I think the issues came on with an anniversary (2 years post-treatment), me quitting a job, not knowing what would take its place, the semester being over, and then having my hours reduced at the hospital. That's fairly significant. On top of this, my father/neighbor has been in pain for quite awhile, and he was debating, and determined, to have hip replacement surgery (which was not in "our" best interest, but in his).
Scott and I hit the road to Durango, CO the end of May, and I tried to live in the moment for a week. And as the miles between Orem, and Scott and me, grew, my peace began to return. My anxiety attacks lessened (something I hadn't had in 11 years, until cancer), and my jaw-clenching abated.
I see vacations as a time to let go of the baggage I've collected while living in the every day. I become burdened, or I burden myself with the non-essentials of day to day life.
I released, I felt free, and I came home, not necessarily refreshed, but with my shoulders a little lighter. And my realization has been this - something I've been preaching, but not totally practicing: "Made a decision to turn our will and our lives over to the care of God, as we understood Him."
That is - I could either micro-manage my life, semi-letting go, or I could truly let go, step into the unknown, and trust the unknown. I'd preached to my addict congregation that in order to practice the 3rd Step, it was important to make the decision to make the decision to turn our will over, and although I'd made the initial decision, it wasn't until I was in Durango that I realized I couldn't do the entire step. So - a cut in hours, a tremendous cut in pay, and well, there was truly panic, anxiety, pain, and freak-out angst. And then the realization came that I could either continue in that direction, which was just sticking around with the same 'ole, or I could turn my will and my life over. I did. I was forced into this position out of sheer necessity. And with that release came the most tremendous peace I have ever felt.

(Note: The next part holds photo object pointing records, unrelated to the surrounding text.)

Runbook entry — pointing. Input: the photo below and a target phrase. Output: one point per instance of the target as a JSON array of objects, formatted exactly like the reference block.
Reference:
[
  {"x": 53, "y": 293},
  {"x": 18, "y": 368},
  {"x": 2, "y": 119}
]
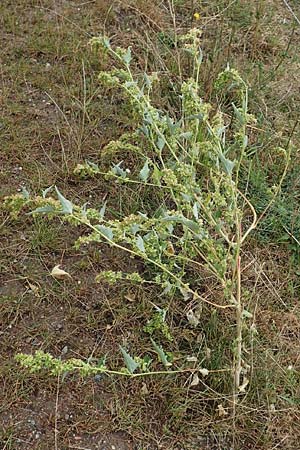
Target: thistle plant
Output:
[{"x": 193, "y": 161}]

Peace like a river. Not even letting the river flow, because I don't have that kind of control! Stepping into the flow, and floating. I can't control my dad's decision, my employer's decision, my cancer anniversaries. But I can "be." I can float and be kind, be true, and do no harm - to myself or others. And just like that, the river began to flow, and the lessons I've learned this summer, without forcing lessons, have been amazing. I've sought out rivers this summer, and as I've found them, I've found me.